Ministro do STJ Marco Buzzi: Julgamento e Acusações de Assédio em Foco
A situação do ministro Marco Buzzi, do Superior Tribunal de Justiça (STJ), está gerando bastante repercussão nos últimos dias. Ele enfrenta sérias acusações de assédio sexual, feitas por duas mulheres, e a condenação administrativa parece ser uma realidade muito próxima. Informações obtidas pela CNN indicam que a maior parte dos colegas de Buzzi na Corte não deve votar a favor dele durante o julgamento, que está programado para acontecer em breve.
Contexto do Julgamento
De acordo com a composição atual do STJ, dos 33 ministros, apenas 28 participarão da votação. O próprio Marco Buzzi está impedido de votar, assim como o corregedor nacional de Justiça, Mauro Campbell, e a ministra Isabel Gallotti, que se declarou impedida por ter laços familiares com o ministro. Além disso, o ministro Og Fernandes não estará presente devido a problemas de saúde, e uma cadeira na Corte permanece vaga em função da aposentadoria de um ministro que ainda não foi substituído.
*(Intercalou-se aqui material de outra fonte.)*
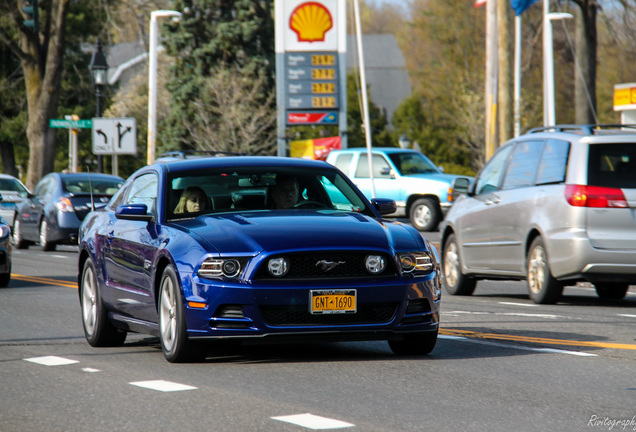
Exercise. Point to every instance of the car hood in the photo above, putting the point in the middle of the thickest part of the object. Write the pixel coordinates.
(300, 230)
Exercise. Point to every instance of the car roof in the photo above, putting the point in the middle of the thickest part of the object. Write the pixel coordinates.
(242, 161)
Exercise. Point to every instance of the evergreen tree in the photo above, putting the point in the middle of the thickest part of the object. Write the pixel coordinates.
(212, 33)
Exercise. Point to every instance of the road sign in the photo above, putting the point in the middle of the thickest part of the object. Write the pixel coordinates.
(70, 124)
(114, 136)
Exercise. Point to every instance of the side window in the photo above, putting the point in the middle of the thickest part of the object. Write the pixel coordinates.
(523, 164)
(343, 162)
(143, 190)
(381, 168)
(490, 176)
(554, 161)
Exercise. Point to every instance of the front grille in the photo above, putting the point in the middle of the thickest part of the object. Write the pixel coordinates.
(307, 266)
(376, 313)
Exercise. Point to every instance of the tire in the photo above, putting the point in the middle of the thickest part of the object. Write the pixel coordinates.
(176, 346)
(543, 288)
(425, 214)
(455, 281)
(611, 291)
(16, 238)
(414, 344)
(45, 244)
(99, 331)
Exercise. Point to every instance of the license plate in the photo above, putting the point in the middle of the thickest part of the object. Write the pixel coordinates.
(332, 301)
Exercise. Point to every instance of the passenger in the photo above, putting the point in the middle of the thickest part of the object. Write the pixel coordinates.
(193, 200)
(285, 192)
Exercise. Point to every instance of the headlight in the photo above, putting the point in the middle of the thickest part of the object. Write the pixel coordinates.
(416, 262)
(375, 264)
(277, 267)
(217, 267)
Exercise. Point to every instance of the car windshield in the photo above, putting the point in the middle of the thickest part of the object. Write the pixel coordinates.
(14, 186)
(86, 185)
(412, 163)
(259, 188)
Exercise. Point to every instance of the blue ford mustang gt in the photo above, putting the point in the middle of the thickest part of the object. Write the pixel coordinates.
(237, 267)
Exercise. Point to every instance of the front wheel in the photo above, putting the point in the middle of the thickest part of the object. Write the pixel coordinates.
(455, 281)
(543, 288)
(414, 344)
(99, 331)
(176, 346)
(425, 214)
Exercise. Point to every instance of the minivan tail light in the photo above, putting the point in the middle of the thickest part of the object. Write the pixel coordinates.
(595, 196)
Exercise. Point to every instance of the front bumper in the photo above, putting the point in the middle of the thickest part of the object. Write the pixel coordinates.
(385, 310)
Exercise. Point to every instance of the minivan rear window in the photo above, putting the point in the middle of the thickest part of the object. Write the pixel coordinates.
(612, 165)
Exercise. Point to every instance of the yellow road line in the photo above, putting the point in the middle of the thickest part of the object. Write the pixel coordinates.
(46, 281)
(538, 340)
(444, 331)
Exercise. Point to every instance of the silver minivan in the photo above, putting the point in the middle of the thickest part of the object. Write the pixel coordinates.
(555, 206)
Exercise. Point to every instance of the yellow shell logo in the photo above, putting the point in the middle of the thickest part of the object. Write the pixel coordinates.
(311, 21)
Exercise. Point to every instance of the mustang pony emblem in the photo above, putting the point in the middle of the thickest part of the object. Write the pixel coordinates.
(328, 265)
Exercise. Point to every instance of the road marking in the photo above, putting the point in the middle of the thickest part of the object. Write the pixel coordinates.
(161, 385)
(519, 304)
(480, 335)
(520, 347)
(51, 361)
(46, 281)
(314, 422)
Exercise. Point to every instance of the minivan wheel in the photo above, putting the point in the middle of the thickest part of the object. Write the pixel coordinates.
(455, 281)
(543, 288)
(611, 291)
(425, 215)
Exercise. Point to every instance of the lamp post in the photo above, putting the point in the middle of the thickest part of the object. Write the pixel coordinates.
(99, 72)
(549, 114)
(152, 78)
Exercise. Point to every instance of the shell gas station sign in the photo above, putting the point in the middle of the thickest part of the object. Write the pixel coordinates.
(310, 64)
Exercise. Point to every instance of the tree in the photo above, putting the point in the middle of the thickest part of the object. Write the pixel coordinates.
(237, 33)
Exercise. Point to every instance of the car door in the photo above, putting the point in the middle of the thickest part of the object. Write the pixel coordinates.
(510, 216)
(130, 250)
(474, 223)
(383, 179)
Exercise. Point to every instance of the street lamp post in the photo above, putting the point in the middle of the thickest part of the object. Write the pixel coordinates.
(99, 72)
(152, 78)
(549, 111)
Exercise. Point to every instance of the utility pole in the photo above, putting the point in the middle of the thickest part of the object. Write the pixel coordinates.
(505, 75)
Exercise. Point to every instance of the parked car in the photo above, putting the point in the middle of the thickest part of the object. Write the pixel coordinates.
(54, 211)
(5, 253)
(13, 194)
(329, 268)
(554, 207)
(423, 193)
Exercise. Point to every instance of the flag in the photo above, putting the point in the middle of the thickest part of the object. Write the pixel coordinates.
(521, 5)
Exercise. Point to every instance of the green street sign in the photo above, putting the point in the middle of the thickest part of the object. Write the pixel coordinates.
(71, 124)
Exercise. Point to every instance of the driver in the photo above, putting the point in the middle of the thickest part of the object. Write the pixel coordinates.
(285, 192)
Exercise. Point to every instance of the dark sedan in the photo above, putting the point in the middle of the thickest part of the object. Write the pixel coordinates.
(52, 214)
(210, 249)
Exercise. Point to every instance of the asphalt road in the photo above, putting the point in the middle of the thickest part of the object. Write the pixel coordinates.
(501, 364)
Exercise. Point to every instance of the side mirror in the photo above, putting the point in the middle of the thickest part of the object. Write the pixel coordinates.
(384, 206)
(461, 186)
(137, 212)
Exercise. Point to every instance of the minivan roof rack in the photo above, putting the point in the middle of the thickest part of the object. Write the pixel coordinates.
(590, 129)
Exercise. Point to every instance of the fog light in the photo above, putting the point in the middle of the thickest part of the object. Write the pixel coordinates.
(278, 267)
(375, 264)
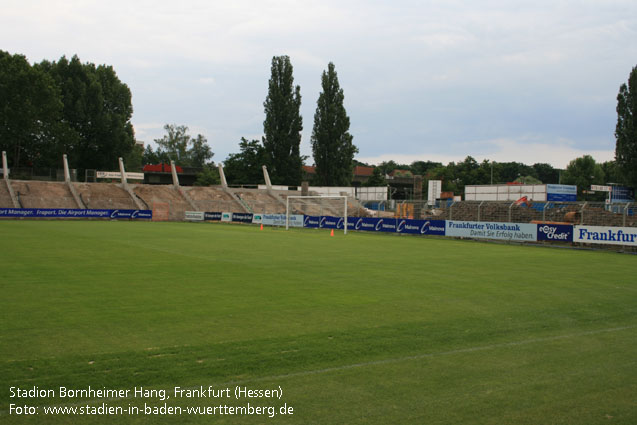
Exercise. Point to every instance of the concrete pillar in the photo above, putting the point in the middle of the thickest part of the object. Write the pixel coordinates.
(417, 197)
(123, 171)
(174, 172)
(67, 174)
(222, 176)
(266, 177)
(5, 167)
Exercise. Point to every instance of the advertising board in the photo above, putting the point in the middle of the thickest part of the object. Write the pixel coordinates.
(606, 235)
(75, 213)
(194, 215)
(494, 230)
(555, 232)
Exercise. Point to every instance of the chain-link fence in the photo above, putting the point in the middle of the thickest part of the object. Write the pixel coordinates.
(582, 213)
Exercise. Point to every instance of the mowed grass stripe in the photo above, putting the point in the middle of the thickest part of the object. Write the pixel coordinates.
(122, 304)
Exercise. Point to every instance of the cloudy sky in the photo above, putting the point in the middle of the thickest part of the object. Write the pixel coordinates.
(527, 81)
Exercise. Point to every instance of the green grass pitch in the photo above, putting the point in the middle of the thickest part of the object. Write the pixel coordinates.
(356, 329)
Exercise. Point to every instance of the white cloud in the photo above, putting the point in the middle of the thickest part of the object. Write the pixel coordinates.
(558, 154)
(423, 74)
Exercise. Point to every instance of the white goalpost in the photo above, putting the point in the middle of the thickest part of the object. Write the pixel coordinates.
(306, 202)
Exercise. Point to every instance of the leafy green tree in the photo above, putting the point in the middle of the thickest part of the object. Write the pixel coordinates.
(421, 168)
(612, 172)
(583, 172)
(97, 108)
(527, 180)
(31, 128)
(626, 130)
(177, 145)
(546, 173)
(387, 167)
(245, 167)
(283, 124)
(134, 159)
(332, 145)
(209, 176)
(199, 153)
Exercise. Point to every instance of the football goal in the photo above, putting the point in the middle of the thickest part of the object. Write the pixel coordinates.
(325, 206)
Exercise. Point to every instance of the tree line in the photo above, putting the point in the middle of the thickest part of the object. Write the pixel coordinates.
(51, 108)
(84, 110)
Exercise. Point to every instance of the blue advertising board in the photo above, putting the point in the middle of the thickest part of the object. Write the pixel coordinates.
(421, 227)
(561, 192)
(212, 216)
(555, 232)
(242, 218)
(75, 213)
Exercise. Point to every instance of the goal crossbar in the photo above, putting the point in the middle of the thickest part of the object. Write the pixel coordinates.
(287, 207)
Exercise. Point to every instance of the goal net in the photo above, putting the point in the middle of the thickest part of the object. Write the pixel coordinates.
(328, 212)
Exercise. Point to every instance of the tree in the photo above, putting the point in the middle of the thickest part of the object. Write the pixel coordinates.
(208, 177)
(31, 128)
(376, 179)
(245, 167)
(177, 145)
(332, 145)
(421, 168)
(97, 109)
(626, 130)
(583, 172)
(283, 124)
(546, 173)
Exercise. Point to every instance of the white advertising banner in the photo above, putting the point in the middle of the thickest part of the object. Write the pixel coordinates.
(606, 235)
(501, 231)
(194, 215)
(296, 220)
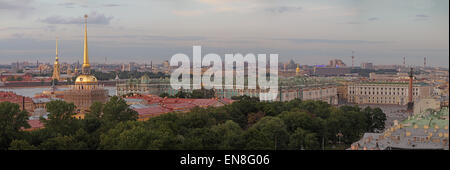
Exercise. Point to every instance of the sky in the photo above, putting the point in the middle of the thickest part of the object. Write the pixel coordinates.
(307, 31)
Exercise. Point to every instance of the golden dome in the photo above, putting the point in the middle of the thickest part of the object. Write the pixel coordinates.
(85, 79)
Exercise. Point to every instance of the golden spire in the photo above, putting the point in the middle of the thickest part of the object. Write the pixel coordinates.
(86, 67)
(56, 71)
(56, 48)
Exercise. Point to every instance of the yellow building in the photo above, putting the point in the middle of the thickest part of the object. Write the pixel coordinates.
(56, 66)
(386, 92)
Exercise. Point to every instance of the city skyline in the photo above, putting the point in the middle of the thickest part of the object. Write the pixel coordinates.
(306, 31)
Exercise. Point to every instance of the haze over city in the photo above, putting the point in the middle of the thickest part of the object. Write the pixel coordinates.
(309, 32)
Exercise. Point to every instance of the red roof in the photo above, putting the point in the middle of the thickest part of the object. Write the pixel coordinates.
(152, 110)
(12, 97)
(35, 124)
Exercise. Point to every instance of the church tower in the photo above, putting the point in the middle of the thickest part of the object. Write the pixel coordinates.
(56, 68)
(86, 89)
(86, 67)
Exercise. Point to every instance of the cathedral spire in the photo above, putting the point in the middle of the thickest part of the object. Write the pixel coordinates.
(56, 69)
(56, 48)
(85, 69)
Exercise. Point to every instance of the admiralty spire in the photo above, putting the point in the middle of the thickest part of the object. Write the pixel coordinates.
(86, 68)
(56, 68)
(86, 89)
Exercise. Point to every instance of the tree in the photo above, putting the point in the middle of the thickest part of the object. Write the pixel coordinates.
(21, 145)
(229, 135)
(274, 129)
(60, 118)
(12, 119)
(116, 110)
(62, 143)
(304, 140)
(129, 135)
(375, 119)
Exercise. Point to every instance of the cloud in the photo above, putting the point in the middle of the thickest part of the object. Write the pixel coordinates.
(188, 13)
(283, 9)
(330, 41)
(373, 19)
(20, 8)
(94, 18)
(421, 17)
(353, 23)
(111, 5)
(67, 4)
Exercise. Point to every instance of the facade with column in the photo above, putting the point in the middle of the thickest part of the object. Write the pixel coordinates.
(395, 93)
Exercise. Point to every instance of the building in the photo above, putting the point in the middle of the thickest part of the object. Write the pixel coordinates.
(395, 93)
(367, 66)
(25, 103)
(424, 105)
(56, 66)
(149, 106)
(143, 85)
(331, 71)
(86, 89)
(419, 132)
(336, 63)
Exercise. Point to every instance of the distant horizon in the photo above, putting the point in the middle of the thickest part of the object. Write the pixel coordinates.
(309, 32)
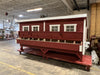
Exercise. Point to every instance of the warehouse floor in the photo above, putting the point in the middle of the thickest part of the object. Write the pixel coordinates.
(11, 63)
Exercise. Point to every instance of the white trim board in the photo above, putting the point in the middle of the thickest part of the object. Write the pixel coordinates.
(53, 18)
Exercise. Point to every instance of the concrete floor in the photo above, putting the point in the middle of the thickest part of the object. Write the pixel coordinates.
(11, 63)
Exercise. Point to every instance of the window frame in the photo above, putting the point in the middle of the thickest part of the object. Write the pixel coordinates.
(25, 26)
(50, 27)
(65, 25)
(35, 26)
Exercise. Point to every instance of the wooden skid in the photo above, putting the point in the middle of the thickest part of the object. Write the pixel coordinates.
(61, 56)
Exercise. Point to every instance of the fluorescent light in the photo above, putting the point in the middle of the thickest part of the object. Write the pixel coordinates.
(20, 15)
(36, 9)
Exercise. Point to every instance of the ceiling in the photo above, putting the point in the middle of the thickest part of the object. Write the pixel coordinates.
(50, 8)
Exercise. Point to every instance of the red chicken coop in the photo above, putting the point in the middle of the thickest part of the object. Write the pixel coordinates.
(61, 38)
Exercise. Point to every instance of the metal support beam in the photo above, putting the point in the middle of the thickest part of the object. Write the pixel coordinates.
(67, 4)
(88, 4)
(76, 5)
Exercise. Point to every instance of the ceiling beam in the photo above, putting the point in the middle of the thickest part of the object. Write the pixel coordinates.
(67, 4)
(77, 7)
(88, 4)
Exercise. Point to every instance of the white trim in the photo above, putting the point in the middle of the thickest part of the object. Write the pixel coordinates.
(25, 26)
(70, 25)
(54, 18)
(35, 26)
(44, 26)
(50, 27)
(84, 36)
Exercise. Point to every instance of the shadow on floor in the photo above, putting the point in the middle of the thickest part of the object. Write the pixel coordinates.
(54, 62)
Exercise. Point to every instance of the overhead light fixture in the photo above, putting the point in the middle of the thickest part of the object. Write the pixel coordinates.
(36, 9)
(20, 15)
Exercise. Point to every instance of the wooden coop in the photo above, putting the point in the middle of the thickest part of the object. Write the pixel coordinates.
(61, 38)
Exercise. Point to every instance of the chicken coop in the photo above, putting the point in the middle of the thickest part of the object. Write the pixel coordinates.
(61, 38)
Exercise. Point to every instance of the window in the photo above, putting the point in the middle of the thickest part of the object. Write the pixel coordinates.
(35, 28)
(70, 27)
(25, 28)
(55, 28)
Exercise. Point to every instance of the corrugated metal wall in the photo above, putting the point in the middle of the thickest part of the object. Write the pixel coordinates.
(95, 20)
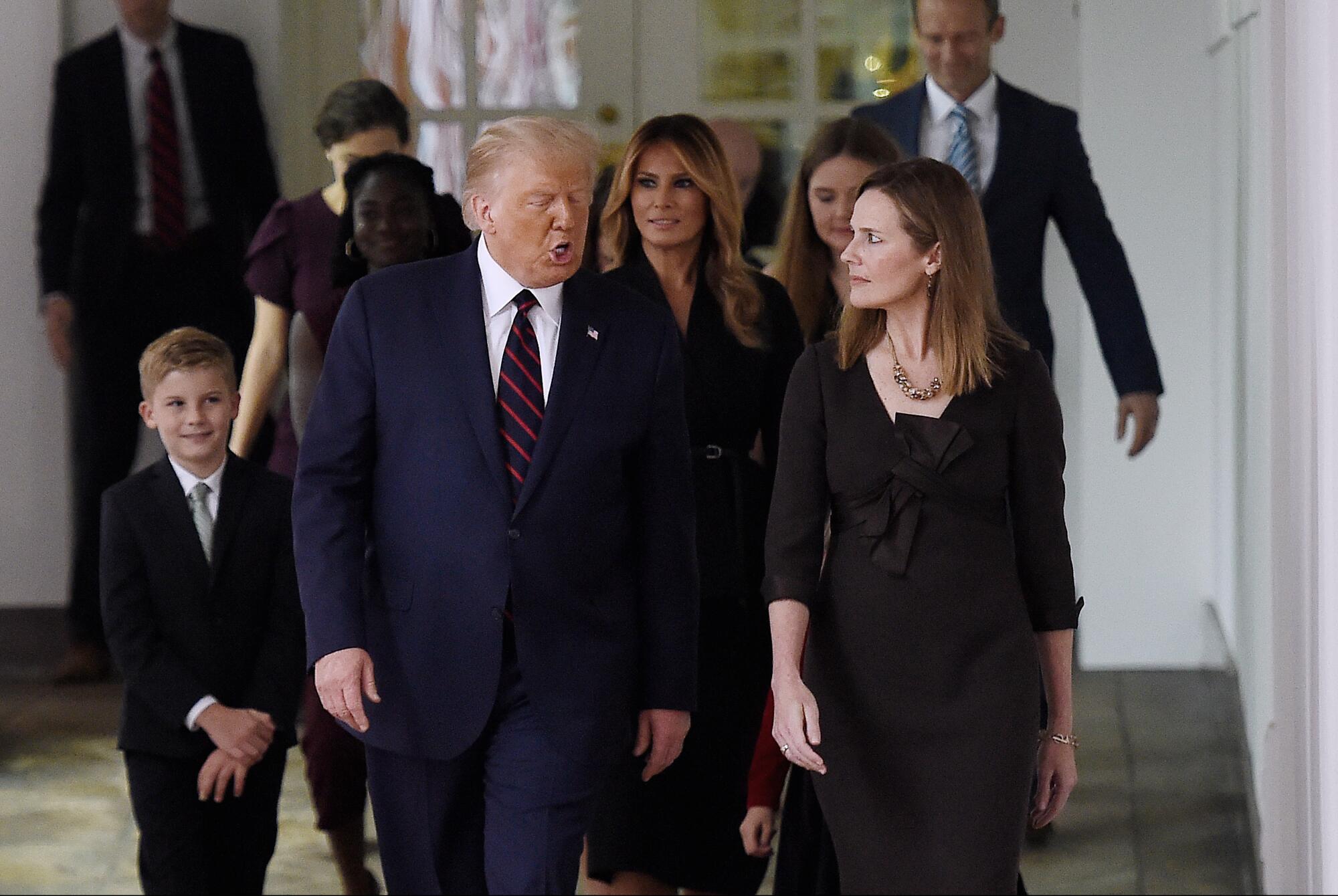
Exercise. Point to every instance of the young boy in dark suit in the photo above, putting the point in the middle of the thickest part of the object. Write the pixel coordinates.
(201, 610)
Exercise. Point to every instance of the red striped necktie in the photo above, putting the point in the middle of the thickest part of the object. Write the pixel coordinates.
(521, 394)
(169, 203)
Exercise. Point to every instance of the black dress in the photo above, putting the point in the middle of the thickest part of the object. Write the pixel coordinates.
(683, 827)
(948, 552)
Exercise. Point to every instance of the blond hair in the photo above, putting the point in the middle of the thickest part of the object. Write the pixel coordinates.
(537, 137)
(187, 348)
(803, 261)
(965, 327)
(722, 261)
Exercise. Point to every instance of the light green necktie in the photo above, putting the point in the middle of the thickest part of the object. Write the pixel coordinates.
(204, 522)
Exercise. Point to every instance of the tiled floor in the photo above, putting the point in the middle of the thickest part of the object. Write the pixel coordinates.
(1159, 810)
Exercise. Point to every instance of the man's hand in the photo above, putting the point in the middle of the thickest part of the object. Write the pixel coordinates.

Expectativas e Procedimentos do Julgamento
O resultado da votação será definido pela maioria absoluta dos votos, o que significa que a pressão é grande para que haja uma decisão clara e rápida. A sessão começou por volta das 9h15 da manhã, e, durante a manhã, estão previstas as sustentações orais do Ministério Público e da defesa. A expectativa é que a maior parte da votação e o resultado final do julgamento ocorram à tarde.
Marco Buzzi compareceu ao tribunal e está acompanhando a sessão ao lado de seus advogados. Apesar das especulações sobre a possibilidade de um pedido de vista, que poderia suspender o julgamento por tempo indeterminado, interlocutores ouvidos pela CNN consideram essa hipótese improvável. O clima é tenso, e todos os olhos estão voltados para o desfecho desse caso que pode ter um impacto significativo na carreira do ministro.
As Acusações
As acusações contra Buzzi surgiram após uma sindicância interna que foi aberta para investigar as denúncias. A primeira denúncia foi feita por uma jovem de 18 anos, que é filha de amigos da família do ministro. Segundo relatos, o incidente teria ocorrido em janeiro durante um banho de mar na Praia do Estaleiro, em Balneário Camboriú, em Santa Catarina.
A segunda acusação veio de uma ex-colaboradora do gabinete do ministro, que alegou ter sido vítima de toques não consentidos e comentários de natureza sexual entre os anos de 2023 e 2025. Ambas as denúncias estão sendo levadas muito a sério e têm contribuído para a atmosfera de incerteza em torno do futuro de Buzzi na Corte.
A Defesa do Ministro
A defesa de Marco Buzzi é bastante assertiva e nega todas as acusações feitas contra ele. Em relação ao incidente na praia, seus advogados afirmam que existem depoimentos, imagens de câmeras de segurança, laudos médicos e perícias que comprovariam que a importunação sexual alegada não ocorreu. Quanto à denúncia da ex-colaboradora, a defesa argumenta que a dinâmica de trabalho no gabinete, que envolve uma constante circulação de pessoas e a configuração do espaço físico, não seria compatível com os episódios narrados.
Reflexões Finais
Esse caso levanta questões importantes sobre assédio sexual, poder e responsabilidade. A sociedade está cada vez mais atenta a esse tipo de denúncia, e o desfecho do julgamento de Marco Buzzi poderá influenciar a forma como outros casos semelhantes são tratados no futuro. Espera-se que a Justiça seja feita e que todas as partes envolvidas tenham a oportunidade de apresentar suas versões de forma justa.